Friday 6 July 2012

BRITAIN'S RACIST AND RIP-OFF LANDLORDS


The Rachman era returns

Forget the market-rigging bankers, the phone-hacking journalists and the bribe-taking police. What about the rip-off landlords who bring shame on Britain? Yesterday, two shocking bits of news came to light.


First, the London borough of Brent announced its crackdown on “Beds in Sheds”. In the past three years the council has issued 84 planning enforcement notices against home-owners who rented out their garden sheds to desperate tenants, so now it wants to put a stop to this exploitation once and for all.

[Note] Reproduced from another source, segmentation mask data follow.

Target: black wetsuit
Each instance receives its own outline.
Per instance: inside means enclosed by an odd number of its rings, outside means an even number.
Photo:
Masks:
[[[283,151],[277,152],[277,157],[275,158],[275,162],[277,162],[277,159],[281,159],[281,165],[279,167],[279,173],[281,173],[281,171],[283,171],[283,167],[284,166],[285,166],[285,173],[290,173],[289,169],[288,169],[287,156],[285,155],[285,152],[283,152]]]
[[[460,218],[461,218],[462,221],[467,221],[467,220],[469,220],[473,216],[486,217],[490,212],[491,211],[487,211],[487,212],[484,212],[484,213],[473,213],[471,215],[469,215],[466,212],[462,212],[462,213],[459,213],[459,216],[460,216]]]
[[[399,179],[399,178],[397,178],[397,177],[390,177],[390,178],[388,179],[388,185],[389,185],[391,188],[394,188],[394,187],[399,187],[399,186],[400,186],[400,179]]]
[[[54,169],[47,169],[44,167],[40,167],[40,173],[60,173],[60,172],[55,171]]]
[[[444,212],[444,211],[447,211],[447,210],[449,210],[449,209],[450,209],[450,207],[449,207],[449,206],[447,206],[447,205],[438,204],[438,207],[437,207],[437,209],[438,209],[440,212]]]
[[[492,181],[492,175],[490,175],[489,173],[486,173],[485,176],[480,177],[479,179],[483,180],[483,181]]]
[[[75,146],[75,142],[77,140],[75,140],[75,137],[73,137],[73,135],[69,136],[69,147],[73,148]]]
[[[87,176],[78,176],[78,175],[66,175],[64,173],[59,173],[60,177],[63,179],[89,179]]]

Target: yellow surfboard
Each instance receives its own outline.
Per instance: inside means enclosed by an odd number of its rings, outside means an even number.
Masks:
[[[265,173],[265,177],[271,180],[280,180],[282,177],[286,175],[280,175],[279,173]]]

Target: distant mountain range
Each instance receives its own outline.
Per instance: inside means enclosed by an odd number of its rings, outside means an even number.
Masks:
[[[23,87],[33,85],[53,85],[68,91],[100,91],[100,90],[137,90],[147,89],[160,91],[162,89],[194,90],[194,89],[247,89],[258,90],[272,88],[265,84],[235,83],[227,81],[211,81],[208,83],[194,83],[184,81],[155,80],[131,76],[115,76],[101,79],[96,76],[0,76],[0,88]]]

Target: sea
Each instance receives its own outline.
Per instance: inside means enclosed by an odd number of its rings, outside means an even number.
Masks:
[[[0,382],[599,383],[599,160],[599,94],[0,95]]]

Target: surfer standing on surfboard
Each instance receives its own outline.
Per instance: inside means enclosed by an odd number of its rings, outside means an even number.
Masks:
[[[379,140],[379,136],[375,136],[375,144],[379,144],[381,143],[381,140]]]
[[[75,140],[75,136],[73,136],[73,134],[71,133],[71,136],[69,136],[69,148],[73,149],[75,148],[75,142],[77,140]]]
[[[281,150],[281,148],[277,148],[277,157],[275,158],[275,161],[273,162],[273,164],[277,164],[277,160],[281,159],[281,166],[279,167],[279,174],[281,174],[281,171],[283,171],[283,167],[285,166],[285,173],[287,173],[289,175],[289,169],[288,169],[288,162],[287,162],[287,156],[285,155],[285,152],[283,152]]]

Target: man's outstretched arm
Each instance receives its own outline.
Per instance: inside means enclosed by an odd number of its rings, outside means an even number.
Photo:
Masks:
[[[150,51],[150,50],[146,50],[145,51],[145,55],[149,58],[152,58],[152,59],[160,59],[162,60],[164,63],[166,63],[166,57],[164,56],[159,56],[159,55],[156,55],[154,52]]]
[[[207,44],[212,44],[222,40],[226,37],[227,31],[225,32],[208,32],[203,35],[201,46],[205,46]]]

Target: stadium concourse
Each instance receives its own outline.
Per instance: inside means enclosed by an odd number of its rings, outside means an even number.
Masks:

Second, it turns out many landlords are racists – a BBC investigation of London and Birmingham landlords has found some choose tenants on the basis of race. For example, their adverts say tenants “Must be Bangladeshi, Pakistani, Indian” or “Filipino only” or “Sri Lankan professional couples”. The BBC and Letting Agent Today ask whether these landlords are breaking the law? Well, if they aren't, then they darn well ought to be. Weren't the days of “No dogs, no blacks, no Irish” supposed to be long gone?


Britain's landlords are developing a shocking reputation. Increasingly the worst among them make headlines for the wrong reasons – intimidating tenants, operating dangerous boilers in rental properties, evicting tenants to replace them with higher paying Olympics visitors are some examples of their outrageous behaviour. No wonder the London Borough of Newham and the Welsh government want landlords licensed. That way the Rachmanesque among them can be weeded out.


Yes, many landlords are decent human beings who provide decent accommodation at a decent price. But the private lettings market is becoming so tainted by criminality, incompetence and greed, that it is time for decent landlords to stand up and take action against their corrupt peers. The National Landlords Association's Code of Practice whilst laudable is not enough. The body should support landlord licensing or, at least, a landlords register to professionalise the sector fully. Scotland has a landlords register and limited licensing system. Time to extend that across the rest of the United Kingdom.